Le soir, dans le squat, nous nous éclairions à la bougie. Nous nous couchions tôt, pour ne pas user trop vite notre stock. Pourtant, autour de la table, l’ambiance était joyeuse. Nous échafaudions des tas de projets. Bientôt, la demande d’asile aboutirait et on nous prendrait en charge. Nous pourrions réaliser cette « intégration » si convoitée. Ensemble, nous bâtissions un monde meilleur. Nos yeux brillaient. Les cœurs se gonflaient d’espoir. Les langues se déliaient. C’était certain, nos futurs ne manquaient pas d’avenir. Il fallait juste faire preuve d’un peu de patience et prier Allah.

La nuit, nous dormions par terre, sur les couvertures qu’on nous avait distribuées dans le campement. C’était inconfortable et les réveils étaient fréquents. Quand nous nous levions, les dos étaient douloureux. Seule, Hortense sommeillait sans problème, lovée contre moi.

Je pleurais souvent. De grosses perles salées roulaient lentement sur mes joues ambrées. Je tentais de les dissimuler. Les essuyais très vite, d’un revers de main devenu familier. Quand l’angoisse me submergeait, je prenais mon enfant dans mes bras et le couvrais de baisers. Hortense souriait.

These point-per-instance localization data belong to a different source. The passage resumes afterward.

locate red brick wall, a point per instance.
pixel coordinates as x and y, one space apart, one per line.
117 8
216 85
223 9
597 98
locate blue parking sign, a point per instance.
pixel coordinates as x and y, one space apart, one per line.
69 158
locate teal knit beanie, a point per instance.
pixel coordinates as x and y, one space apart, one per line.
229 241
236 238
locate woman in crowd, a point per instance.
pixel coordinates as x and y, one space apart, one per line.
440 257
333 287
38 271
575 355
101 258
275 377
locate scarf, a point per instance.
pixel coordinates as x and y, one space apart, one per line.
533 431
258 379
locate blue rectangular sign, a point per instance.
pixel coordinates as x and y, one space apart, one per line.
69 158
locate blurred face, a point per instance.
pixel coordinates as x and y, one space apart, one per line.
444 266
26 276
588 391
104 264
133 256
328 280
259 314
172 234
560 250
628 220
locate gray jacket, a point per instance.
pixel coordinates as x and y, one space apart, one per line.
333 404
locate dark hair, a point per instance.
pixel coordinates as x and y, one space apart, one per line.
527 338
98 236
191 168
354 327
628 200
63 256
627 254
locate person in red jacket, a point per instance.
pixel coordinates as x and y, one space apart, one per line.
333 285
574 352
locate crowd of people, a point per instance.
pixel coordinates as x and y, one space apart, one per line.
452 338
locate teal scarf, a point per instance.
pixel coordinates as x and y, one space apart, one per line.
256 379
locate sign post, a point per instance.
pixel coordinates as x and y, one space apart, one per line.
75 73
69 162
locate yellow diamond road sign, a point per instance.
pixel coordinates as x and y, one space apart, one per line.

Ce matin-là, recroquevillée dans un coin de la pièce, je tenais mon bébé étroitement serré contre moi. Pour la première fois depuis notre traversée de l’enfer, Aïcha m’a tendu les bras.

Allez, arrête de pleurer, Lina. Viens là.

Et sur la vieille couverture qui me servait de couche, j’ai laissé ma chère poupée Hortense, pour venir me nicher contre la poitrine rassurante d’Aïcha.